Summary of sex steroid effects on individual cell types of the lung. Many cell types are involved in the pathogenesis of lung disease. Therefore, individual effects of sex steroids must be integrated to achieve a better understanding of sex hormone effects in the manifestation, exacerbation, or alleviation of these diseases as a whole. Androgens, estrogen, and progesterone can have different effects at the cellular level that are concentration-, dose-, and time-dependent (which are described in the text). In general, progesterone and estrogen can either enhance or counterbalance their mutual effects in the female, whereas androgens generally have opposing effects, compared with estrogen, in the male.
Figure 4.
Figure 4.
Sex steroid effects in asthma. The complex effects of individual sex steroids on specific cell types of the lung, as well as cooperative vs. opposing effects of different sex steroids within a cell type, are illustrated in the case of asthma (with the caveat that current knowledge of sex steroid effects in asthma is limited).
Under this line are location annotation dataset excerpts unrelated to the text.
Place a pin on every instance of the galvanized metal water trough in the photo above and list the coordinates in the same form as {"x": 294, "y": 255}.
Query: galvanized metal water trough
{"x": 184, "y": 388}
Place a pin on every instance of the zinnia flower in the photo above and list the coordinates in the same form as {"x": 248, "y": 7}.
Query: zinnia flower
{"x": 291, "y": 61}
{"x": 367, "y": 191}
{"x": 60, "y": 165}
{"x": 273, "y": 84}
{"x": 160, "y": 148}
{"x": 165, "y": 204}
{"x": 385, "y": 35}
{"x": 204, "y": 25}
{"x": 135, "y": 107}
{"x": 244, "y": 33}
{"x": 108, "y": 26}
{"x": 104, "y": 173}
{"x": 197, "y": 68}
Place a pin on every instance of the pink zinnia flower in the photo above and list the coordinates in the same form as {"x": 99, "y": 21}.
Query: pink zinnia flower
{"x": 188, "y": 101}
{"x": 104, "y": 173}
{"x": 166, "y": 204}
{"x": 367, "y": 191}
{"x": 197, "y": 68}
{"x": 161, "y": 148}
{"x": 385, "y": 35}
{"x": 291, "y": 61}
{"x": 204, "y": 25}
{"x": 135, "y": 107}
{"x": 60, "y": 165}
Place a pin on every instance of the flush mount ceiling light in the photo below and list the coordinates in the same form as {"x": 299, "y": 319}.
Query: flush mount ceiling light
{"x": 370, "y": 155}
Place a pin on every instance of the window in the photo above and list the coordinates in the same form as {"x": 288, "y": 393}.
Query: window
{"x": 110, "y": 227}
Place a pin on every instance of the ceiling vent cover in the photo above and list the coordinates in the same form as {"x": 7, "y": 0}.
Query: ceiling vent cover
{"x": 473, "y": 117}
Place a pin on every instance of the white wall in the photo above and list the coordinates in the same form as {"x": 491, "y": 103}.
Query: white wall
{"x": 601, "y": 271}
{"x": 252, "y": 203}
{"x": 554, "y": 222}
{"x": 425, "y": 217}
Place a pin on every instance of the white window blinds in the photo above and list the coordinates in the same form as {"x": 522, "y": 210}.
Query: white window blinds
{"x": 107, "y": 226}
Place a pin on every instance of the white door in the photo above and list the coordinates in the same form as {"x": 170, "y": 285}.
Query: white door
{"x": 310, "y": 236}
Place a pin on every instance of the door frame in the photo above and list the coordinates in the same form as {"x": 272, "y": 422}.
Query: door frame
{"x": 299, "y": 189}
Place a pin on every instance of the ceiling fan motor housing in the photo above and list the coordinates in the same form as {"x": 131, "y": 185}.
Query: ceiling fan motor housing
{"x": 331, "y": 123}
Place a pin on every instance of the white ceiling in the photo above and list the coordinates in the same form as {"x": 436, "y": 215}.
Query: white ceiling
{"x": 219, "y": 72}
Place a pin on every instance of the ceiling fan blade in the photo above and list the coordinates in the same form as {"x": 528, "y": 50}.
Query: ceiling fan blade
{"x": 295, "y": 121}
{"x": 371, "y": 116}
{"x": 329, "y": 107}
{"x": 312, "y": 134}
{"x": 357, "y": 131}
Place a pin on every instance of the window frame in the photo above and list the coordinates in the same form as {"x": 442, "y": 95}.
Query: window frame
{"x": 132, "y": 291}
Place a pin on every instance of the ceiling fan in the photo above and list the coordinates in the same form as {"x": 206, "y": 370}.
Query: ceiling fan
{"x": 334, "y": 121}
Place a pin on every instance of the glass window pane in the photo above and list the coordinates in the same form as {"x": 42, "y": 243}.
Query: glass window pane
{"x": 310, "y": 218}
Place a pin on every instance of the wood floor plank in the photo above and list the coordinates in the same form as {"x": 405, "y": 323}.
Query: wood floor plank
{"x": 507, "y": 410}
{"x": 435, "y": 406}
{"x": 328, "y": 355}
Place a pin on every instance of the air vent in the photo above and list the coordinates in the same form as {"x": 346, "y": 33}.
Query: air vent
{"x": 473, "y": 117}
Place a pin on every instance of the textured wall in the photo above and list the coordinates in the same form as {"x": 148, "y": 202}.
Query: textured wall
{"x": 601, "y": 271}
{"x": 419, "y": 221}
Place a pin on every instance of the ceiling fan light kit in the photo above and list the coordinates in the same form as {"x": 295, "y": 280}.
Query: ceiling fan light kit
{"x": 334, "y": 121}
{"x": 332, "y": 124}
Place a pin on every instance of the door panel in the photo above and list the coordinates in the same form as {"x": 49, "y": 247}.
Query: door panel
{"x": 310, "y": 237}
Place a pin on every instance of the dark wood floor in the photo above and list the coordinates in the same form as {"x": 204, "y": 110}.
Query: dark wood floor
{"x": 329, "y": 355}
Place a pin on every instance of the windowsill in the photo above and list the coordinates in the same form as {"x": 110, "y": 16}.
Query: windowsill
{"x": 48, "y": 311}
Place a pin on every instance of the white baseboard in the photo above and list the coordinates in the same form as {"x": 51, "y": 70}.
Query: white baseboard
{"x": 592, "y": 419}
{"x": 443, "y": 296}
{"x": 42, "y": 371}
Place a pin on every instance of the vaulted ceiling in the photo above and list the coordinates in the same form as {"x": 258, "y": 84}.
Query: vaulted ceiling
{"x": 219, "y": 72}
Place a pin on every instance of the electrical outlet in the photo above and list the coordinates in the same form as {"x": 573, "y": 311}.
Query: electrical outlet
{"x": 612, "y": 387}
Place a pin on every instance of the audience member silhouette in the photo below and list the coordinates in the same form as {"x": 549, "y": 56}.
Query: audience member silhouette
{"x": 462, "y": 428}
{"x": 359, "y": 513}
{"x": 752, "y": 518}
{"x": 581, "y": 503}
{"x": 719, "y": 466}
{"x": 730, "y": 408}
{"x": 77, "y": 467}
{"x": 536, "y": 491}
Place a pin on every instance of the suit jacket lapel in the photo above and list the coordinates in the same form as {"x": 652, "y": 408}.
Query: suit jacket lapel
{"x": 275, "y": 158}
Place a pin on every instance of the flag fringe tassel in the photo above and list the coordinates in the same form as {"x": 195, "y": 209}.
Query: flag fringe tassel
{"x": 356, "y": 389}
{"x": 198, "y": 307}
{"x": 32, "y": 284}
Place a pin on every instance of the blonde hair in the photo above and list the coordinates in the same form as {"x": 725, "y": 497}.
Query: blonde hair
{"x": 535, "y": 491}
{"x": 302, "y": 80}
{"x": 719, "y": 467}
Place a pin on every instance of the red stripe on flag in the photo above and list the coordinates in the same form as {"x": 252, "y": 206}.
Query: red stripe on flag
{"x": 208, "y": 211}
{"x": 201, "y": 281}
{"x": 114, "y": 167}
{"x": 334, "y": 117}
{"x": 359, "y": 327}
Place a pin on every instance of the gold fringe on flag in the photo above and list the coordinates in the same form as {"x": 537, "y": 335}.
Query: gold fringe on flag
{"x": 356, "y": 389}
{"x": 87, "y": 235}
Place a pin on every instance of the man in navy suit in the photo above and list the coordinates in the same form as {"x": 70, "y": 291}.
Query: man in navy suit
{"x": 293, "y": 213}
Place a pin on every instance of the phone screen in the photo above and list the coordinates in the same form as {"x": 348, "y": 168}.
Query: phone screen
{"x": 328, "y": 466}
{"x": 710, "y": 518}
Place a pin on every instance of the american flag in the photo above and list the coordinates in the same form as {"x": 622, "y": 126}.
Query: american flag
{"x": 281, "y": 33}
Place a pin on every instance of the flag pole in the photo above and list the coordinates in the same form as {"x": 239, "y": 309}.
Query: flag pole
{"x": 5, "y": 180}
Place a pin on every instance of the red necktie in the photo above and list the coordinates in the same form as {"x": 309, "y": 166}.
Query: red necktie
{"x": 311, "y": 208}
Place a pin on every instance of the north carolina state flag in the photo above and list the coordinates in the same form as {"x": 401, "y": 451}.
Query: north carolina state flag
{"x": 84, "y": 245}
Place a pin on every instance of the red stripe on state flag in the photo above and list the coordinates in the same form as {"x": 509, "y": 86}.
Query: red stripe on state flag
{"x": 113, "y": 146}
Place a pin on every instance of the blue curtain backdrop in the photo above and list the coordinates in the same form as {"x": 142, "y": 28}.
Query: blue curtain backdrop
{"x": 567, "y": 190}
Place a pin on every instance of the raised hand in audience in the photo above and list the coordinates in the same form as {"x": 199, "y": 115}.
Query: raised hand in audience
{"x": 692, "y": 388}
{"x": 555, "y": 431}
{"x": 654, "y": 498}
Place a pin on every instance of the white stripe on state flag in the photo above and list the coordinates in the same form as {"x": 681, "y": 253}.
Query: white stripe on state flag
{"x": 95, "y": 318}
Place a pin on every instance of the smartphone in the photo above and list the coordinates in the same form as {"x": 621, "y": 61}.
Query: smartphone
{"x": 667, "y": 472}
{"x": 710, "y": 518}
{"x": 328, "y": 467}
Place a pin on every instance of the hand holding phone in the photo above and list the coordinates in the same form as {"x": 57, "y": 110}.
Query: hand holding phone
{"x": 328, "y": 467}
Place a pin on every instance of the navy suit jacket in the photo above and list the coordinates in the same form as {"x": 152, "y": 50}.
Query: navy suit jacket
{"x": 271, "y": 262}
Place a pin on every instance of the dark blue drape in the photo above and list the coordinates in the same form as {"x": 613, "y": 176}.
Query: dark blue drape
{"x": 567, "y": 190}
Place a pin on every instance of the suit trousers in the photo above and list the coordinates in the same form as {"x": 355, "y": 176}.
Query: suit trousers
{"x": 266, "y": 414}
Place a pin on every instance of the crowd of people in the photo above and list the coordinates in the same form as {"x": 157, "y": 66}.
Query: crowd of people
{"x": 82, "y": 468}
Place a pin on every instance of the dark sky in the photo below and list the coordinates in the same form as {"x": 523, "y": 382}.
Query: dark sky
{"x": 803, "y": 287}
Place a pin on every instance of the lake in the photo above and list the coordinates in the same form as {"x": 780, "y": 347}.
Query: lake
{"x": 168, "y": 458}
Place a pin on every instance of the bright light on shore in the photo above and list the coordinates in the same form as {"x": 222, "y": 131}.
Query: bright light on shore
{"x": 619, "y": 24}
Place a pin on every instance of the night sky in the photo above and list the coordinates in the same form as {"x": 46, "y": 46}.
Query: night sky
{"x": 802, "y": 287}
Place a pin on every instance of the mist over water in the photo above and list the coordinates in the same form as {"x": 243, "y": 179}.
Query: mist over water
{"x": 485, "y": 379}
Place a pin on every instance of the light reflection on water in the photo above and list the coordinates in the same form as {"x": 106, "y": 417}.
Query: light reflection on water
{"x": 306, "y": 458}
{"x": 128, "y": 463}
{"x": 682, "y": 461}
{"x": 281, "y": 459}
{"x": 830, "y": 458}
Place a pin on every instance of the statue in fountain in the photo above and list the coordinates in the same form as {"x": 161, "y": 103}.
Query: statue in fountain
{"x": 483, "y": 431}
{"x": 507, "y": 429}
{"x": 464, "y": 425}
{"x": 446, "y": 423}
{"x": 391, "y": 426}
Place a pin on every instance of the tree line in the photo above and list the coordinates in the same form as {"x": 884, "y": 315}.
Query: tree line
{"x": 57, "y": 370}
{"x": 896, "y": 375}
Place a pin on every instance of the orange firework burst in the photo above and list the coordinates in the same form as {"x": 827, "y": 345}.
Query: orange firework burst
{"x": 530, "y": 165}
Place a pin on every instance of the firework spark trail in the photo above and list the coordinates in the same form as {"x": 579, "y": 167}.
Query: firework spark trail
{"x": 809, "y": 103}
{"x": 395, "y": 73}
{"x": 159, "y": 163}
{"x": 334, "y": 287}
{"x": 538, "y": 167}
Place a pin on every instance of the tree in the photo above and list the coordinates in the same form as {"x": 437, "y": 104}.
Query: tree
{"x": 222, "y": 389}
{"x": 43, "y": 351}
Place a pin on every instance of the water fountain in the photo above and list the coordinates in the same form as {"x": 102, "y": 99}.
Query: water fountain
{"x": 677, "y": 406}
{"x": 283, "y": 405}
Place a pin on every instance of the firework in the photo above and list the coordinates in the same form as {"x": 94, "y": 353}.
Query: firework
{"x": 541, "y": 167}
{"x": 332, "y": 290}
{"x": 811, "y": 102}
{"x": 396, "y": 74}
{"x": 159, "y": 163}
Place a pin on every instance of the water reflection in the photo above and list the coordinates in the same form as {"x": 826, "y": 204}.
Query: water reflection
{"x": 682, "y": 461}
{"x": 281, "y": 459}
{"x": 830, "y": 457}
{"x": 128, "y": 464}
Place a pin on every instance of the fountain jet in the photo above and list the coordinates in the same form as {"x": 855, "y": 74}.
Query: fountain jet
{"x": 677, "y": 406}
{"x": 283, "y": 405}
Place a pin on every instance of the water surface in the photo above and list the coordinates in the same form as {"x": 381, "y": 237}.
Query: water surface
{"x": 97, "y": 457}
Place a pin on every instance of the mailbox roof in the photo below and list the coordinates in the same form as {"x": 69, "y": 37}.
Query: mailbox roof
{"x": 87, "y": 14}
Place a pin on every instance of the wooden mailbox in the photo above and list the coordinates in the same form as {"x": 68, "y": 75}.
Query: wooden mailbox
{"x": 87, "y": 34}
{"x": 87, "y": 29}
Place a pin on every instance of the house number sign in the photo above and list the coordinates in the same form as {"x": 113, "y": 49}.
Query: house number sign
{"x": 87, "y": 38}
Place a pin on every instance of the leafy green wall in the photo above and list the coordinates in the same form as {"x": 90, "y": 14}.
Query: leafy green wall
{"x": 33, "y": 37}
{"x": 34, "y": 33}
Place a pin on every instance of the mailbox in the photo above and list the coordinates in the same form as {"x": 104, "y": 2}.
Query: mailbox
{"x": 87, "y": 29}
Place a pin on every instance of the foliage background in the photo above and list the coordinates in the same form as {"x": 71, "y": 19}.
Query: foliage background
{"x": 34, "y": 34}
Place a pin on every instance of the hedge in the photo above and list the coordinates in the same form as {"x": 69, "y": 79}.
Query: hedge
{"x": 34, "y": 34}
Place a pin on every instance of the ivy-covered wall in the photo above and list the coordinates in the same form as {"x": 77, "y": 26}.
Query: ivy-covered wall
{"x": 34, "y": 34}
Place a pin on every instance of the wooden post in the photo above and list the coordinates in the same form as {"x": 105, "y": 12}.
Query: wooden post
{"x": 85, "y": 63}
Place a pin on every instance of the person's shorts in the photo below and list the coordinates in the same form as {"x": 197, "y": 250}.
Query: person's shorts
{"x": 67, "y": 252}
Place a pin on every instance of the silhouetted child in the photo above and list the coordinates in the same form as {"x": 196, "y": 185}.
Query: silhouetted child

Asthma represents an inflammation-driven response of the airway to environmental or intrinsic allergens, pollutants, and other factors such as cigarette smoke. In response, the airway undergoes structural changes represented by epithelial thickening with increased mucous production, ASM proliferation, and hyperreactivity, as well as remodeling of the extracellular matrix. Sex steroids, especially estrogens, may on the one hand have detrimental effects on airway structure/function by enhancing inflammation or epithelial and ASM proliferation, while also alleviating symptoms via reducing [Ca2+]i in ASM and thus enhancing bronchodilation. Complicating these effects is the sometimes additive, sometimes opposing, effect of other sex steroids. For example, progesterone may also enhance Th2 inflammation and cell proliferation but further bronchodilation. On the other hand, estrogen and progesterone have opposing effects on eNO. In general, testosterone has effects opposite to those of female sex steroids (but note the enhancement of ASM proliferation).